How to make dumplings with meat and cabbage


Dumplings are traditional delicacies.Recipes can be found in many restaurants and eateries. Various dumpling styles exist with diverse flavors, loved by everyone. Mouths water at the thought of them; come join us to learn how to make this dish!Cook's Network Let's share knowledge together on making these delicious dumplings.
Dumplings Ingredients Introduction
Main ingredients:
Five-spice pork (300 grams) Glutinous rice (200 grams)Corn Half a corn Black fungus Three pieces Shiitake mushrooms Six pieces Ginger(6 pieces)Green onion(as needed) Green onion(needed) Garlic Radish Half a radish Dumpling wrapper Appropriate amount Auxiliary ingredients:
Corn oil (appropriate amount) Sesame oil (appropriate amount) Salt (appropriate amount)
Soy sauce Appropriate amount Black pepper powder Appropriate amount Oyster sauce
Appropriate amount
Preparation: Cook the glutinous rice, chop the radish and green onion, ginger, shiitake mushrooms, and black fungus, soak them in water first then chop, remove the skin from pork and mince it, mix all ingredients together.Add soy sauce, salt, black pepper powder, sesame oil, corn oil, oyster sauce. Mix well Roll out the purchased dumpling wrappers to be slightly larger than usual (the wrappers are bought) Place the filling in the center of the wrapper Fold and pinch at the edges like this without sealing completely Put a corn kernel inside for decoration. Steam

Brush oil on the pot, place the dumplings inside, sprinkle some cold water (the bought wrappers are too dry, sprinkling cold water makes them softer when steamed)

8. Steam for about 10 minutes, then sprinkle cold water again and steam for another 5 minutes.

Let it sit for 5 more minutes after steaming.

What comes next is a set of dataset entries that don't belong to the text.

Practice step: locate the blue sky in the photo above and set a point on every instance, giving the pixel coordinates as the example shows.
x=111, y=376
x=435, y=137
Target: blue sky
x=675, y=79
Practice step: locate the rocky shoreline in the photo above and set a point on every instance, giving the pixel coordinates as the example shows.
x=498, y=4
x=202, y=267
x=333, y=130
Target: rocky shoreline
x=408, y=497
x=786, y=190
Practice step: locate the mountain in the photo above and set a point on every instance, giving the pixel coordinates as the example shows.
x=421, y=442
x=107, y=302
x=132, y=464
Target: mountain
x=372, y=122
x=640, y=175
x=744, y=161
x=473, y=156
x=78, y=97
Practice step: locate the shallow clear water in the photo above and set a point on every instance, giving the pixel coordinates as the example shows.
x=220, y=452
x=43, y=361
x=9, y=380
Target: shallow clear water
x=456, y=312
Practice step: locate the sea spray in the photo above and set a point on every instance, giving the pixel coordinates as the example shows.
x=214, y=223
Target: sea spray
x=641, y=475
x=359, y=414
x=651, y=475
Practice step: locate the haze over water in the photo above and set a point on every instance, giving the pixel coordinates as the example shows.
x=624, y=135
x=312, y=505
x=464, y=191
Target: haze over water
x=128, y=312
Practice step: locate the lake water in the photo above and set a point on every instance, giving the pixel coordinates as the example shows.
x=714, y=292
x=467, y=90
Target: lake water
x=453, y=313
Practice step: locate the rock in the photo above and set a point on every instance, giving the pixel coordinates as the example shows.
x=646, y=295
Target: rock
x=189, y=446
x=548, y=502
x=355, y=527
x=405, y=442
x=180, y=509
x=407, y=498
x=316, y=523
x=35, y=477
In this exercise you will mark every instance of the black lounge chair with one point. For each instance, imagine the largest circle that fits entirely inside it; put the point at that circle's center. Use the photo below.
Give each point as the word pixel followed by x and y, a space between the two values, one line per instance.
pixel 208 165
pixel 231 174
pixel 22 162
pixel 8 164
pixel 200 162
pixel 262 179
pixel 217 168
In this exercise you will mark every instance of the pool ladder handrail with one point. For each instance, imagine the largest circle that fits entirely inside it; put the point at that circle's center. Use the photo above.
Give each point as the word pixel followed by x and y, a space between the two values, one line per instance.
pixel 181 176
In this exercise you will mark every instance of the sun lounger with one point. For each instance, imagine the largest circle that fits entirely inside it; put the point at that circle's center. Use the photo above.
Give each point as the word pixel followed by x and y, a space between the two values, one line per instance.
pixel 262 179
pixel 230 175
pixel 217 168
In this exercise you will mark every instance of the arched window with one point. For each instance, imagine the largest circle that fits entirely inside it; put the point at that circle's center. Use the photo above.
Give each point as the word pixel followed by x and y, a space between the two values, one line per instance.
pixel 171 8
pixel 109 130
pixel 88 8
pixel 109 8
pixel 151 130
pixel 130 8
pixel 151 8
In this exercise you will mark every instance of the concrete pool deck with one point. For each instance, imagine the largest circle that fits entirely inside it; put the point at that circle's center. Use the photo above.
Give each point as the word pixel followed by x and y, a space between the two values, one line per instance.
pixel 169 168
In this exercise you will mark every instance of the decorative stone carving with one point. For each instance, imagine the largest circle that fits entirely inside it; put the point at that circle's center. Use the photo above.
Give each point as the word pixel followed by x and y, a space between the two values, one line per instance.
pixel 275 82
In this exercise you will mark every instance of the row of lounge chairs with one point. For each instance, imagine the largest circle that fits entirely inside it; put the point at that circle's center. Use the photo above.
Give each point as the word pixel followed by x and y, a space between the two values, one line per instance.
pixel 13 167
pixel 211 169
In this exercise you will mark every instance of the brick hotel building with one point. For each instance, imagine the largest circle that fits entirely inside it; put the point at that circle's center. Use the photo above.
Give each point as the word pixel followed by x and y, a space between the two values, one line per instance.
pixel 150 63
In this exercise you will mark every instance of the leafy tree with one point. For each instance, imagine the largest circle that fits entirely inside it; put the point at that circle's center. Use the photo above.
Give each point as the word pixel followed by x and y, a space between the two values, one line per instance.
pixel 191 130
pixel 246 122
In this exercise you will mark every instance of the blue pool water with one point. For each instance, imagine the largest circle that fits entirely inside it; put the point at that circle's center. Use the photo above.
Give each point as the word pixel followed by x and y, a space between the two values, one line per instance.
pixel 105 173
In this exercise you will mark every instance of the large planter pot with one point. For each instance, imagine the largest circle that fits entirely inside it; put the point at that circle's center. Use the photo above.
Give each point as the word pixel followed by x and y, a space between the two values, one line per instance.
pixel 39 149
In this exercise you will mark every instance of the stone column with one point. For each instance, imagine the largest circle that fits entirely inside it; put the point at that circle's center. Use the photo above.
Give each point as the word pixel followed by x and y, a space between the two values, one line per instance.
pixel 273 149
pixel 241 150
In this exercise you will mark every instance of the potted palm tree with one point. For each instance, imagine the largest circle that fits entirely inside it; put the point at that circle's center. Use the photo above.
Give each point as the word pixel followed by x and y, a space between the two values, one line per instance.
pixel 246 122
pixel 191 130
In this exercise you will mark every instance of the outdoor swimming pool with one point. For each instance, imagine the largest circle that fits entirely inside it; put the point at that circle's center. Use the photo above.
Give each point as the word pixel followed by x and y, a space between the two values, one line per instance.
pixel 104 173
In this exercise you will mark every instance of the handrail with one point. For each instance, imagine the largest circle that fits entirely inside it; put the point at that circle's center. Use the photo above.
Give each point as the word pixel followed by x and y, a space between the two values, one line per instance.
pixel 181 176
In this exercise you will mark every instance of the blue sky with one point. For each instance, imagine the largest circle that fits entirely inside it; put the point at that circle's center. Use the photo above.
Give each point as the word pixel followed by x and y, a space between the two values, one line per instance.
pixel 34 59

9. Serve with dipping sauce or eat directly.

Tips:

7.Sprinkle some cold water on the dumplings before steaming; steam for about 10 minutes, then sprinkle cold water again to achieve soft and chewy skin without being too hard. Coat the pot with oil, place the mantou inside, and sprinkle some cold water on top (the purchased wrapper is too dry, so sprinkle some water to prevent it from becoming hard when steamed).

8. Steam for about 10 minutes, then sprinkle more cold water and steam for another 5 minutes. Let it sit for 5 minutes.

9. Remove from the pot, you can eat with sauce or directly.

Tip:
Make sure to sprinkle cold water on the mantou before steaming; steam for about 10 minutes, then sprinkle again. This results in a soft and chewy wrapper. Without sprinkling water, it will be very hard.